Alfred Huberman was born Abram Huberman on 20 December 1927 in Pulawy in Poland. He was the only son of Moshe and Czarna and had five sisters.
The photograph below is the only surviving photograph of Alfred with his sisters. His sister Rivka has her arm around Alfred; the two older sisters were called Franya and Ides and the youngest child Perla is sitting next to Rivka’s twin, Tzril.
Alfred had a happy childhood; it was a very caring family and they all got on well together. His father was a shoemaker and although they weren’t very well off, they were well looked after and his mother always made sure they had plenty of food and were well dressed. Alfred’s father Moshe was always helpful to others in need.
Alfred often used to visit his grandparents in their house on the sand by the river Vistula in Pulawy. When he was seven he took and passed an entrance exam for school and later he remembered the schoolchildren having to wear a black armband when the Chief of State, Józef Klemsn Pilsudski died in 1935.

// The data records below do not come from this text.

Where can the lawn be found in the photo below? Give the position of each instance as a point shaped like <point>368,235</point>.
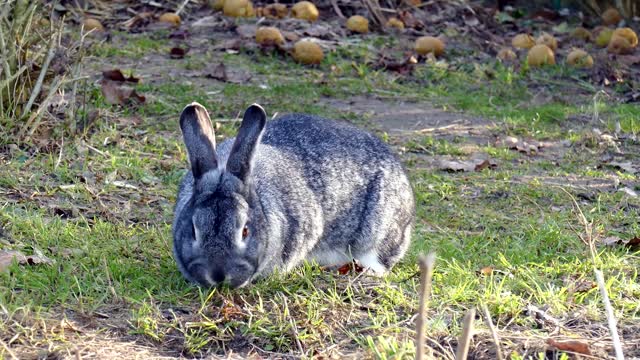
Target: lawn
<point>521,236</point>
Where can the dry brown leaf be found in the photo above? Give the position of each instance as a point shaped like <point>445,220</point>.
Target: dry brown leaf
<point>616,241</point>
<point>140,20</point>
<point>467,165</point>
<point>116,94</point>
<point>519,145</point>
<point>7,257</point>
<point>231,311</point>
<point>625,166</point>
<point>574,346</point>
<point>350,267</point>
<point>117,75</point>
<point>177,53</point>
<point>247,31</point>
<point>221,73</point>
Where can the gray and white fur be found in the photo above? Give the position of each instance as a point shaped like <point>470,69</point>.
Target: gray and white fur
<point>296,188</point>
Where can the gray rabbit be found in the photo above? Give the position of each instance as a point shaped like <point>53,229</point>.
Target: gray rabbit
<point>295,188</point>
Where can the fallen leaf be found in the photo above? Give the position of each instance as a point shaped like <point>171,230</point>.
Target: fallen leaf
<point>117,75</point>
<point>177,53</point>
<point>626,166</point>
<point>466,166</point>
<point>290,36</point>
<point>7,257</point>
<point>220,72</point>
<point>629,191</point>
<point>409,20</point>
<point>574,346</point>
<point>616,241</point>
<point>231,311</point>
<point>66,252</point>
<point>350,267</point>
<point>139,20</point>
<point>180,34</point>
<point>233,45</point>
<point>247,31</point>
<point>405,66</point>
<point>116,94</point>
<point>519,145</point>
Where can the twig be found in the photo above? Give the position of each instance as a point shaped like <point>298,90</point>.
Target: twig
<point>590,241</point>
<point>494,333</point>
<point>374,8</point>
<point>59,154</point>
<point>336,8</point>
<point>184,3</point>
<point>426,271</point>
<point>43,71</point>
<point>467,333</point>
<point>613,329</point>
<point>11,354</point>
<point>293,325</point>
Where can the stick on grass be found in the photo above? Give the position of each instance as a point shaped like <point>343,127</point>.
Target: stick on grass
<point>494,333</point>
<point>426,271</point>
<point>613,328</point>
<point>467,333</point>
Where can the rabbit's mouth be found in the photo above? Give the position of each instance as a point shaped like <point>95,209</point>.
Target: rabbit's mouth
<point>207,275</point>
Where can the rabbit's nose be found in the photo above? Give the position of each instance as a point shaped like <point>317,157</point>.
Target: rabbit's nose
<point>217,275</point>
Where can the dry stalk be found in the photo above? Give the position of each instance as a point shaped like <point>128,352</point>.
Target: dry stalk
<point>590,240</point>
<point>467,334</point>
<point>611,319</point>
<point>374,8</point>
<point>426,272</point>
<point>494,332</point>
<point>8,350</point>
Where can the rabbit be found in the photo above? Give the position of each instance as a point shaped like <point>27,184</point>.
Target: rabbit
<point>296,188</point>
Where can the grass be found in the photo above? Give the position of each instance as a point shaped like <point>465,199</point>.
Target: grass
<point>507,237</point>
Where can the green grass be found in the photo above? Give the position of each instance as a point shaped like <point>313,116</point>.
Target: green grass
<point>102,210</point>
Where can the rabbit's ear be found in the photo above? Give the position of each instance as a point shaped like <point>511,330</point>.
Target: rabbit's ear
<point>253,122</point>
<point>199,138</point>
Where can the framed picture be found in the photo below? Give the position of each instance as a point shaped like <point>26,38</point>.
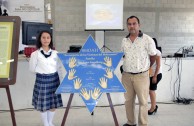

He enjoyed school and was very bright, a natural linguist and excelled at writing and composition. He used to write and compose many letters for people in the town who had relatives in Palestine and France and elsewhere. When Germany invaded Czechoslovakia, the Headmaster Hendryk Adler, asked the class to write letters to a Czech school welcoming them to Poland. Alfred’s was chosen since it was the best letter with the neatest handwriting.
Alfred attended school with a cousin who used to defend him when they began to encounter anti-semitism. In September 1939 Pulawy was seized by the Nazi-Germany armed forces; Alfred’s house was demolished and the family were forced to find alternative accommodation.